Иностранец сидел спокойно, пока старик снова не поднял голову. При этом он видел, что на него смотрят голубые светящиеся глаза на его окаймленном белым лице, и он вспомнил, что там, где они оба находились, когда-то была страна готов, прежде чем начавшие Великое переселение народов гунны не прогнали их на запад. Нужно было бы суметь отменить Великое переселение народов, вернуть все назад, такой была его странная мысль, и с нею он вернулся назад к своему подразделению.
– Все же то классическое переселение тогда, полторы тысячи лет назад, было дорогой в тупик, – говорил он, когда они скакали во второй половине дня, – дорогой из ширины в узость, в становящийся все более узким клин между Атлантикой и Средиземным морем. Пространство же, настоящее пространство, было только по ту сторону стран, из которых эти народы прибыли первоначально, далеко в их тылу.
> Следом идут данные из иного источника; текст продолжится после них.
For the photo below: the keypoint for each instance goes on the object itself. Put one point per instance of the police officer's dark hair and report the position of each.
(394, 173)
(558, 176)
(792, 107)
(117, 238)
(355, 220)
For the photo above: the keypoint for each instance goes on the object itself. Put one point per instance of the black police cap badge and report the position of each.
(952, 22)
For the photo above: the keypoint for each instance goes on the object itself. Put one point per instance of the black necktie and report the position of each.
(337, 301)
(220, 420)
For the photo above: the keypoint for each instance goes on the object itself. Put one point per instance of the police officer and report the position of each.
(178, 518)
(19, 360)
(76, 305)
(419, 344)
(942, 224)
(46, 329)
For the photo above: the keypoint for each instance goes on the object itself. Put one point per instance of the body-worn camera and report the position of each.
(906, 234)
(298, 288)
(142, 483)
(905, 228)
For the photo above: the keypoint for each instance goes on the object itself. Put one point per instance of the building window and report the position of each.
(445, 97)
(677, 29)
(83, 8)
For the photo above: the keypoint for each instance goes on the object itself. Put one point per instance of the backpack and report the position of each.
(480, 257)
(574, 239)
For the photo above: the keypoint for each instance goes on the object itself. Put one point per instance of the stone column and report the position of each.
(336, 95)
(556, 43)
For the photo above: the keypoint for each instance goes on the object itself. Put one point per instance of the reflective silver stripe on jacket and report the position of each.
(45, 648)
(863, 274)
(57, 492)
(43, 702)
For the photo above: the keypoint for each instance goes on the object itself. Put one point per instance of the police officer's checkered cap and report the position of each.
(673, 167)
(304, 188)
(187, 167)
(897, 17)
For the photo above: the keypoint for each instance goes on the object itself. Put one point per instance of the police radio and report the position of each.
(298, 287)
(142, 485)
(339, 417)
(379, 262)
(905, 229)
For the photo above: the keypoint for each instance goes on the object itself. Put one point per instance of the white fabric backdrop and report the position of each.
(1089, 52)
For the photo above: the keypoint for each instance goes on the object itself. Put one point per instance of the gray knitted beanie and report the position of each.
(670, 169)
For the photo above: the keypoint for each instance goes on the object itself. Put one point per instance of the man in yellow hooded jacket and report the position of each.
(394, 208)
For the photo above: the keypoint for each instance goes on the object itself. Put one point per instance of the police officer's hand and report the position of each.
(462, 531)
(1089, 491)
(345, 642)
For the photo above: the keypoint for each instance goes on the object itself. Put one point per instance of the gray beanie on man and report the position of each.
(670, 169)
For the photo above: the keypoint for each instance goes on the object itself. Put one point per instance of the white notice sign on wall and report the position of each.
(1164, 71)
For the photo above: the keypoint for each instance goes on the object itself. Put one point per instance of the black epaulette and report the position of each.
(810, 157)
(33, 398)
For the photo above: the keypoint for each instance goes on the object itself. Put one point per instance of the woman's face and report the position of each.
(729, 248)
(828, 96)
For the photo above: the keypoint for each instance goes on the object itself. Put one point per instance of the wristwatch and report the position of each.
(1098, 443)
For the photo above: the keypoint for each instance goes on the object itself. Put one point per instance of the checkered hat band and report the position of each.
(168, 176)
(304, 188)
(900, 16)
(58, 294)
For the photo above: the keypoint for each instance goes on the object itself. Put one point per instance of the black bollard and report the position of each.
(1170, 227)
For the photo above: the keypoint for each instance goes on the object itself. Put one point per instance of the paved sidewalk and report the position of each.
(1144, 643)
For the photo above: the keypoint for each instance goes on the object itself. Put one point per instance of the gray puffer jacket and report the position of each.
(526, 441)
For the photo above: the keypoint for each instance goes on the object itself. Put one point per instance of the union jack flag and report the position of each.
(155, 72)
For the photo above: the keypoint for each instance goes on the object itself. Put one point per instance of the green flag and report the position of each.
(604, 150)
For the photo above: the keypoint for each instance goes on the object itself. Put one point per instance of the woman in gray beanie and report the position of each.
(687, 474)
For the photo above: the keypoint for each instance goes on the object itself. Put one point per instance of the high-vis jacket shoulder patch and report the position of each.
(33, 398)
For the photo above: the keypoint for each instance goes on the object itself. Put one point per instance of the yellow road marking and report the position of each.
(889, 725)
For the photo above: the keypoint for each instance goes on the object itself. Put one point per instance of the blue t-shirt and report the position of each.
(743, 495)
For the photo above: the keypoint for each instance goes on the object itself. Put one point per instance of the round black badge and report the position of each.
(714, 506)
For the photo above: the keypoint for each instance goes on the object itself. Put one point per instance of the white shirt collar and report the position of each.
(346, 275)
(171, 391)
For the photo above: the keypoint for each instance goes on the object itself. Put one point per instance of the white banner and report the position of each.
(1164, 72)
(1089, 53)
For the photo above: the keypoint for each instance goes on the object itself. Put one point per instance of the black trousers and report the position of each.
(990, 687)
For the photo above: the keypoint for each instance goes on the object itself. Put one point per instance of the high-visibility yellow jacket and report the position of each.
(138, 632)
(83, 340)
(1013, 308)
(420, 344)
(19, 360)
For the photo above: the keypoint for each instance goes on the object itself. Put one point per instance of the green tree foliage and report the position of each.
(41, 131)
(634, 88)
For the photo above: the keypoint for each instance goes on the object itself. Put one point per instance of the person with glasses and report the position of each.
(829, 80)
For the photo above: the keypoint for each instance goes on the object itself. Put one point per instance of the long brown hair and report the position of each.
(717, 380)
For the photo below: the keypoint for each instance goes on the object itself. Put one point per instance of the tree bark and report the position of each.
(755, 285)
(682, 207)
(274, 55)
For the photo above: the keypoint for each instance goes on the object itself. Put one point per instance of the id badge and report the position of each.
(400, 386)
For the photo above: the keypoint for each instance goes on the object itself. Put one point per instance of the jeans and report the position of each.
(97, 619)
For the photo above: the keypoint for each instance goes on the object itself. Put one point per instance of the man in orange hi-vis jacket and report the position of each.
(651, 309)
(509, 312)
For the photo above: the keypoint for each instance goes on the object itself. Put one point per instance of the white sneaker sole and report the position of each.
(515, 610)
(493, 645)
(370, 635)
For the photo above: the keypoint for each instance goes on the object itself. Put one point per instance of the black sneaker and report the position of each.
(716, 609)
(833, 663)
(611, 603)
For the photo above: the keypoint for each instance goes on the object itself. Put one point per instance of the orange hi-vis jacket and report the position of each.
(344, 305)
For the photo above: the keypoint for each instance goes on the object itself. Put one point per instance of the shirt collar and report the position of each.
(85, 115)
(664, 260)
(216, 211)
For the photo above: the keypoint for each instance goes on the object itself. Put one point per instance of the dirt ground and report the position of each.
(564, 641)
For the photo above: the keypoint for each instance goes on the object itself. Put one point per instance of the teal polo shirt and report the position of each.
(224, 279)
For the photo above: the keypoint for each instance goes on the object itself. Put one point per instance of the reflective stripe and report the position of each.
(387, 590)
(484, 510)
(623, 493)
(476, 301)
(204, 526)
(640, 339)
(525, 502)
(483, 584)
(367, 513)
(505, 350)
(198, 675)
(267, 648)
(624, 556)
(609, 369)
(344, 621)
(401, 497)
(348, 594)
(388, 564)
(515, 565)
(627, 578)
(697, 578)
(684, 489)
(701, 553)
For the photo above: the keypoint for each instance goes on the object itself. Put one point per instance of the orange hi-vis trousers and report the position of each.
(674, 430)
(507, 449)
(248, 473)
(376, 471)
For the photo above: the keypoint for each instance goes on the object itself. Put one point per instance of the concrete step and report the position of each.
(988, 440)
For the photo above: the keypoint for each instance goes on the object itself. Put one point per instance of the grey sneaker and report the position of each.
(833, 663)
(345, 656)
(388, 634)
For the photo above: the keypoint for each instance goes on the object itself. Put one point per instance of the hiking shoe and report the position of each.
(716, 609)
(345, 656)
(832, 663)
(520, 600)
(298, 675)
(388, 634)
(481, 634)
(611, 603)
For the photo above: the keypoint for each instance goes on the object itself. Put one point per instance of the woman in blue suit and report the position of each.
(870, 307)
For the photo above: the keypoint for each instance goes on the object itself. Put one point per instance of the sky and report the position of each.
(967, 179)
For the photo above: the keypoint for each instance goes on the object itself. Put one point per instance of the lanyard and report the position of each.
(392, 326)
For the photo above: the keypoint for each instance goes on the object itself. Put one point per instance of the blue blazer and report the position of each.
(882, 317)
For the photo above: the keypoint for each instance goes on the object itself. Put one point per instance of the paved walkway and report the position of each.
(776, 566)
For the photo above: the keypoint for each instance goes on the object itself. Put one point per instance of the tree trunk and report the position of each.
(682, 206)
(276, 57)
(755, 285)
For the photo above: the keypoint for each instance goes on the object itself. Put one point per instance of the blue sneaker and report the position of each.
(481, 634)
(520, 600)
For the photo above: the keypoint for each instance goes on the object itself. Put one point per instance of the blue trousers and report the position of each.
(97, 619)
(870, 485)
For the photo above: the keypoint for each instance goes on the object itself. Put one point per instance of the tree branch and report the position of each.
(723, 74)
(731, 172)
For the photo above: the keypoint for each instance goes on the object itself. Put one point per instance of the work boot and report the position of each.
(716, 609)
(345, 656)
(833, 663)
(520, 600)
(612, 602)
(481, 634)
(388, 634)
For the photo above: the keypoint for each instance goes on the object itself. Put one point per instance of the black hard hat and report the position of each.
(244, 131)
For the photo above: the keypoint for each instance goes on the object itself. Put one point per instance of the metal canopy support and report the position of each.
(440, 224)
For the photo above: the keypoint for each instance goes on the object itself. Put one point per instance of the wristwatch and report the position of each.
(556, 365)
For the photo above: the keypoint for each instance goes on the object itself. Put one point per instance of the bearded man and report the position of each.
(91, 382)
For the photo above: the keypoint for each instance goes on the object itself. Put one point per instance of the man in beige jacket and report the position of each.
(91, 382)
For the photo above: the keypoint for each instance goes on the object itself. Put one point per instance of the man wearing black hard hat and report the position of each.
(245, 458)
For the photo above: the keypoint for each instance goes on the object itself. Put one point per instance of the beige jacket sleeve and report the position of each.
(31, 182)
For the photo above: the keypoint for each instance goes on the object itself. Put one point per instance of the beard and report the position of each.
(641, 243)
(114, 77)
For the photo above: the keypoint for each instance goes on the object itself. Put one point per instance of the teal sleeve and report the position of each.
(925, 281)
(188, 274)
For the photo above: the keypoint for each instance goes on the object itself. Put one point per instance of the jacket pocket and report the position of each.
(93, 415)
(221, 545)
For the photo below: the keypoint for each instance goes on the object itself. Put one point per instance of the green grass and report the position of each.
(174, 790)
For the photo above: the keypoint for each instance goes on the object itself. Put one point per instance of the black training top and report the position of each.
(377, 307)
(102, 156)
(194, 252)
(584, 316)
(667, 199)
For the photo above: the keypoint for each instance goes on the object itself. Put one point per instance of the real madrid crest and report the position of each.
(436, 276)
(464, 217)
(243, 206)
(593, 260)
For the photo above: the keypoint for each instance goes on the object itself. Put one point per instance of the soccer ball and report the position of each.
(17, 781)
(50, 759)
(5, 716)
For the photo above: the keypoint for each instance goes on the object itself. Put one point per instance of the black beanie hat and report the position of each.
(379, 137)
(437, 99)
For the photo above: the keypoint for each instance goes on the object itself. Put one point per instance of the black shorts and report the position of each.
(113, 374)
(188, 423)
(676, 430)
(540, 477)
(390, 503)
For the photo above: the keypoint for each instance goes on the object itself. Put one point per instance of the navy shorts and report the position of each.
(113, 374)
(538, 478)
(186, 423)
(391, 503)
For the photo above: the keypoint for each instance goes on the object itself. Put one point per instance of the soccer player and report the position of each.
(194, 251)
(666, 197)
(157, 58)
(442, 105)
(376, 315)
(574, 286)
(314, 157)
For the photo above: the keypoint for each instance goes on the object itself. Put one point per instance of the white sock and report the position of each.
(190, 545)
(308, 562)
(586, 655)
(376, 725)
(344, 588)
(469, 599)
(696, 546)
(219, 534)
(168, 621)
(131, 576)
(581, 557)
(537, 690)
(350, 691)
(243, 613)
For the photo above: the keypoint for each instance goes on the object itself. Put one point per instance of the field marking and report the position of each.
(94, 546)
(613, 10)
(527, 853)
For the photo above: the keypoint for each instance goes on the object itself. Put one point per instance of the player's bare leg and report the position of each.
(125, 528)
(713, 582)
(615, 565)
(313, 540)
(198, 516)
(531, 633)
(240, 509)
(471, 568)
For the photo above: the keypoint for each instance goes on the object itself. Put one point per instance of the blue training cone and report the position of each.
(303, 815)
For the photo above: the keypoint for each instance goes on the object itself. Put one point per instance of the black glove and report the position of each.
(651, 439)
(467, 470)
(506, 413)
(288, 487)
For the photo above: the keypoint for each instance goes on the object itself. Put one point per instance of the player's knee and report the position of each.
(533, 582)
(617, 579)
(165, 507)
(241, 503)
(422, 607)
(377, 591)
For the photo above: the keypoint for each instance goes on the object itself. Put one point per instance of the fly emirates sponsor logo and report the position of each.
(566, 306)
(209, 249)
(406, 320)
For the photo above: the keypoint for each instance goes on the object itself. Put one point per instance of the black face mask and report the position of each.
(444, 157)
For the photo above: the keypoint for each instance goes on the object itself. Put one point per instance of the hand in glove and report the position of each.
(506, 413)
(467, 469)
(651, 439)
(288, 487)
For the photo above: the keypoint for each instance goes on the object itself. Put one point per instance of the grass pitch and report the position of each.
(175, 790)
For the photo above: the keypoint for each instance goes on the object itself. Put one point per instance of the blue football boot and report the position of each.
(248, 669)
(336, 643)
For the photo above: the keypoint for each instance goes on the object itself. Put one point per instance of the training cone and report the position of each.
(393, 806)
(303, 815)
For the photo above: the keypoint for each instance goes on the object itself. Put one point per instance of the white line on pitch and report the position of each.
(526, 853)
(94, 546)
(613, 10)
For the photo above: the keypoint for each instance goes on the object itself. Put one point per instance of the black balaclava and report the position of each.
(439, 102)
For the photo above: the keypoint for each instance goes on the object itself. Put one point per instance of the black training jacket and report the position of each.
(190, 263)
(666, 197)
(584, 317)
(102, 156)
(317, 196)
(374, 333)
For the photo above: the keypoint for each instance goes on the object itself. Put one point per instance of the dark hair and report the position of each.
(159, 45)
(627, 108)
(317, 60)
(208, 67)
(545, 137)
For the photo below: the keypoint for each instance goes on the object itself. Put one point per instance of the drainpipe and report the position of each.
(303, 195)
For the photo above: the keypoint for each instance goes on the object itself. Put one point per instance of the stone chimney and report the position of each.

Таким образом почти все выросшие из того переселения государства тоже росли назад в этом направлении: Испания в Неаполь, Милан и Нидерланды, Венеция к Ближнему Востоку, Франция до Рейна и Альп, Дания через Скандинавию, Швеция через Балтийское море в Прибалтику, Богемия в Силезию, Австрия в Венгрию, Венгрия в Трансильва-нию, Германия в целом в будущую марку (Бранденбург) и в Померанию, эти марки снова в Пруссию и за этим в Польское королевство до вглубь в Россию и в Украину; и, наконец, Россия даже до Тихого океана.
Только два из этих государств противостояли позже этому движению, оба пришедшие с опозданием: Россия и Бранденбург, оба, после того, как они защитили свой тыл, Россия в Сибири, а Бранденбург в Силезии и Восточной Пруссии. Плотно прижатые друг к другу, они тогда двинулись в обратном направлении: одно до Мозеля, другое до Варты. Только они оба проросли в смысле старого Великого переселения народов в Европу, а не, как другие, в противоположном ему смысле – из Европы. Обоим – как Потсдаму, так и Петербургу – приписывали, и, в определенном смысле, с полным основанием, славу «азиатских» держав. Они направили давление против давления и тем самым остановили движение других на восток на добрых двести лет.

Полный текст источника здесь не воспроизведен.